Di nebbia, rane e fossi

Sei anni passati in Veneto hanno di certo contribuito al mio racconto “Oplà”, pubblicato nel mio ultimo libro Chamaeleo (Edda Edizioni, 2020). Ricordo bene la scena che ha ispirato il racconto. Era mattina presto ed io ero uscito per una corsetta. Cosa straordinaria già di per sé a causa del mio rapporto conflittuale con la sveglia. La strada su cui mi trovavo era una lingua di catrame che correva tra canali e campi coltivati. Il tutto immerso in un mare di nebbia. Nebbia densa come panna montata ricopriva ogni cosa e mi bagnava la barba e i vestiti.

Fu in questa cornice mistica che mi apparve il pescatore di rane. Non mi accorsi di lui fino a che non gli fui proprio davanti e il suo aspetto mi colpì. Era un anziano, con sacchi di plastica (quelli del concime) a mo’ di stivali. Se ne stava appollaiato sulla riva del fosso a fare ondeggiare la sua canna da pesca su e giù nel silenzio più totale. A tracolla un paniere di vimini.

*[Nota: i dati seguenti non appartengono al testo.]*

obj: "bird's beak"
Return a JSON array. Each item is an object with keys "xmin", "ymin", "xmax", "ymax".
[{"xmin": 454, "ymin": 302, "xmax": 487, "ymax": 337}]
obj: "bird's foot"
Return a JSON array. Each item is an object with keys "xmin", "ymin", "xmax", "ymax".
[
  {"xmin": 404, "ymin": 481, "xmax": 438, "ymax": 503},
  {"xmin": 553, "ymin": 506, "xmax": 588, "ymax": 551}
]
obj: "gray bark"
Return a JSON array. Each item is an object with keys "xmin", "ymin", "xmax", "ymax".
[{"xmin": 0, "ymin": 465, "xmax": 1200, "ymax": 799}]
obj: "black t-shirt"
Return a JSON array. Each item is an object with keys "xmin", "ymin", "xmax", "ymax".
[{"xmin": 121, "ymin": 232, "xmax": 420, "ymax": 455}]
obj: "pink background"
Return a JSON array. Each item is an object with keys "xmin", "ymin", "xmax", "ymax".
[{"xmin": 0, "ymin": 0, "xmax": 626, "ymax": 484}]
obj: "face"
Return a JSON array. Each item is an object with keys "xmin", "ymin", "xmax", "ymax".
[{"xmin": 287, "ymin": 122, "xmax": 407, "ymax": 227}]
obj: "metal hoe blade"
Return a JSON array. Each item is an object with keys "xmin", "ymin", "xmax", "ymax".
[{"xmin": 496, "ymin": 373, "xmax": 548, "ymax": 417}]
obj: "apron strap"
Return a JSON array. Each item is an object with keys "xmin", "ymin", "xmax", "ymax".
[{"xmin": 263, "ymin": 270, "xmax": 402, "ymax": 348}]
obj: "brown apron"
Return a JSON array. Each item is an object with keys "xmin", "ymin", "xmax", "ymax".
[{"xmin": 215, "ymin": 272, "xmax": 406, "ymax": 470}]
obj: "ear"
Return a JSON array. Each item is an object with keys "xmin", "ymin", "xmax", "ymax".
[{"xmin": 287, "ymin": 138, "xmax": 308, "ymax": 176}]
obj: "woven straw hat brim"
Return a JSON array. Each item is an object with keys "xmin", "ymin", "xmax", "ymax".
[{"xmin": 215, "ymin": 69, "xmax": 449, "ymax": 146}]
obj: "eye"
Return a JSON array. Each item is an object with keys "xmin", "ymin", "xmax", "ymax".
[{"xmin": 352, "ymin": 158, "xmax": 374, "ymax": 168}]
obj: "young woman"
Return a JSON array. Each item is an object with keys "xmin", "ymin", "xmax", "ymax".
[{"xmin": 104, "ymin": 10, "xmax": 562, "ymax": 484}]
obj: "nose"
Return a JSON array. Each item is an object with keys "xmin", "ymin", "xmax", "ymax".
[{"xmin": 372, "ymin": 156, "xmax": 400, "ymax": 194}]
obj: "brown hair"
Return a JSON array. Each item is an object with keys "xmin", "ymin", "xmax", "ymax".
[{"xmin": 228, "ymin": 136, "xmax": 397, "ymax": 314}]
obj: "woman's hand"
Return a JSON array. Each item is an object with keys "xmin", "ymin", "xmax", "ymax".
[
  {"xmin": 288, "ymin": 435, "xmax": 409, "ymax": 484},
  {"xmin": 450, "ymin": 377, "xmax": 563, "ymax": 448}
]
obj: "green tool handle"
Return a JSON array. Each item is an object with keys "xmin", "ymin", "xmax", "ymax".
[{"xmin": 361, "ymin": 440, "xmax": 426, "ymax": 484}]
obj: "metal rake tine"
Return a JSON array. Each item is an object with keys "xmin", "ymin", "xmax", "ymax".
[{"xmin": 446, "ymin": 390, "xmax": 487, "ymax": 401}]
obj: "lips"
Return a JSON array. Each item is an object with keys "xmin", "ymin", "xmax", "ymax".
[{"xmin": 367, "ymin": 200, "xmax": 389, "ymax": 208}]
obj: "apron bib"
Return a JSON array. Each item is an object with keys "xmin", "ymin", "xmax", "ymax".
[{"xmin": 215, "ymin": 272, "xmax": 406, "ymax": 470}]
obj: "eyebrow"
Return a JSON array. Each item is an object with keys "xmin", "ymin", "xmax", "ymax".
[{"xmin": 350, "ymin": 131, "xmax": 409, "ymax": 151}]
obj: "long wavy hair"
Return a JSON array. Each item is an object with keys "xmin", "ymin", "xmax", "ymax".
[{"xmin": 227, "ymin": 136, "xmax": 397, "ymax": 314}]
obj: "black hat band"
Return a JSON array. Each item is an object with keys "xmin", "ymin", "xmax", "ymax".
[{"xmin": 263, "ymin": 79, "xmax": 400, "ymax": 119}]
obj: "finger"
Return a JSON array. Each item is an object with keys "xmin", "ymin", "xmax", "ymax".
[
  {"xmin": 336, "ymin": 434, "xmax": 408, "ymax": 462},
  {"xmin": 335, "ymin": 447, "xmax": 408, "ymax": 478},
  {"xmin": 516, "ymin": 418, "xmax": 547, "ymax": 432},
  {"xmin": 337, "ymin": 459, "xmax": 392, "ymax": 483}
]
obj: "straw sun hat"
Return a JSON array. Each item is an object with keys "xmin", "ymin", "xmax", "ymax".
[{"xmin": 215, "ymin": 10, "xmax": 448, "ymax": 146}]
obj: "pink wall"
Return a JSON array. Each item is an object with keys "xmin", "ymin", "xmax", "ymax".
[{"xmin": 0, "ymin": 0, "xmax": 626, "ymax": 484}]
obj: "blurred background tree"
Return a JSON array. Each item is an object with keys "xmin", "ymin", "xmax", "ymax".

La scena mi colpì molto perchè non vedevo un pescatore di rane da quando ero un ragazzino. Questa pratica (o forse le rane…) è andata scomparendo per ovvi motivi e oggigiorno fortunatamente le rane, come tutti gli anfibi, sono specie protette.

Trovai però che quella scena così assurda e irreale valesse almeno una storia. Così scrissi “Oplà”. Da qui la scelta di riportare nel testo una filastrocca veneta.

Un ultima curiosità: nel racconto si fa accenno anche ad una ricetta per la preparazione delle rane. Questa viene invece dal Piemonte ed in particolare dalla zona del Canavese, dove anche noi abbiamo una lunga tradizione “batracifaga”, come la sagra di San Ponso insegna.